Legislative Report 4/25/2013 - Decriminalizing Marijuana

It’s a weed and goes by that name.  Its scientific name is Cannabis but is more commonly known as marijuana. Last year 2 states, Oregon and Colorado, legalized marijuana.  Vermont and several other states have legalized its use for medicinal purposes.  However, federal law still prohibits its use for any purpose.  Marijuana policy is always controversial with advocates for and against legalization, and trying to find a reasonable approach to controlling a substance that is prevalent despite its prohibition is a challenge. 

Last week the Vermont House passed H.200 decriminalizing possession of less than one ounce of marijuana.  However, possession of marijuana in any amount without a doctor’s written statement of need for a recognized illness is still illegal in Vermont.  The bill is now under consideration by the Vermont Senate.  It is important to understand exactly what H.200 does as well as the rationale for its purpose.

Teenagers will often push the limits of their freedom and sometimes make bad decisions. Parents often don’t know that their teen is smoking, drinking or using marijuana until their child gets in trouble. The important thing is to find a way to intervene and get them back on the right path.
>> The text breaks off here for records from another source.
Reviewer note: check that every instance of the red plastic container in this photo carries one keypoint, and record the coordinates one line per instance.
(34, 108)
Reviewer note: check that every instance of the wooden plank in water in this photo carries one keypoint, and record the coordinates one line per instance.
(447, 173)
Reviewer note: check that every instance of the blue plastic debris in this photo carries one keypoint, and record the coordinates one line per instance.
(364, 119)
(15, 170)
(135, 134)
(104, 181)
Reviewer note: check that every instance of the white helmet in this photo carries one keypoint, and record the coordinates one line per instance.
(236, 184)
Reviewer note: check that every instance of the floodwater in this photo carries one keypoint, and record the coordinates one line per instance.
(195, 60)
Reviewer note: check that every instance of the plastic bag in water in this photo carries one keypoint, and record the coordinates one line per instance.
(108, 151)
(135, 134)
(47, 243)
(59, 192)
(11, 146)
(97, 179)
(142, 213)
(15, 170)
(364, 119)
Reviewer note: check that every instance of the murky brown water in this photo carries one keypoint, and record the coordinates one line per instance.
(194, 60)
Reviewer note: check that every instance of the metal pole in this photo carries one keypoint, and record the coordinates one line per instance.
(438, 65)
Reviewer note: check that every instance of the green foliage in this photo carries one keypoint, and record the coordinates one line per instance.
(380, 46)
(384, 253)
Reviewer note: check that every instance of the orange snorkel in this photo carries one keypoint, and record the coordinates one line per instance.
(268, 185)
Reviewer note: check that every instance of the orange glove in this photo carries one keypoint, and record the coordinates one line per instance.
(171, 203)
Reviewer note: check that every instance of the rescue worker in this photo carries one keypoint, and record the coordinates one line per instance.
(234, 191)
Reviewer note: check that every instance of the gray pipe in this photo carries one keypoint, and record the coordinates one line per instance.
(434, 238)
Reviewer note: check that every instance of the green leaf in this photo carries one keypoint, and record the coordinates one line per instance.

A teenager who gets caught in Vermont with marijuana can face consequences which can have lasting negative effects on their future. 

Under present law anyone caught in possession of marijuana regardless of the amount is subject to criminal prosecution.  The charges are felony possession of a controlled substance.  A person convicted of this violation is subject to prison time as well as a fine, although a judge may assign the offender to a court diversion program if it is a first offense.  Penalties increase for subsequent instances of possession and as the amount possessed increases.  Additional consequences include ineligibility for federal college loans and college tuition tax credits.  Ironically, because of these serious consequences and the stricter requirements for prosecution, arresting officers who catch a teenager smoking marijuana will sometimes just confiscate the substance, warn the individual, and let them go.  This treatment is unlikely to change the attitude of the teen.

H.200 retains the current penalties for amounts greater than one ounce.  Furthermore, a person over 21 years of age caught smoking marijuana on a school bus transporting minors or within 100 feet of a school building is subject to charges of felony possession.

Possession of less than one ounce of marijuana becomes a civil violation under H.200, similar to a motor vehicle violation.  This means that it is subject to a fine, but it does not carry a criminal charge.  In addition to a $300 fine, the individual will have their driver’s license suspended for a period of time and be required to participate in the court diversion program.  Since there will be no excuse for not charging a teenager with possession if criminal charges are not involved,  more consistent enforcement of the civil penalty will increase the chances for intervention.  The necessity of coming up with $300 and attending court diversion is more likely to bring this bad decision to the parents’ attention and provide a much needed opportunity for a life-changing conversation.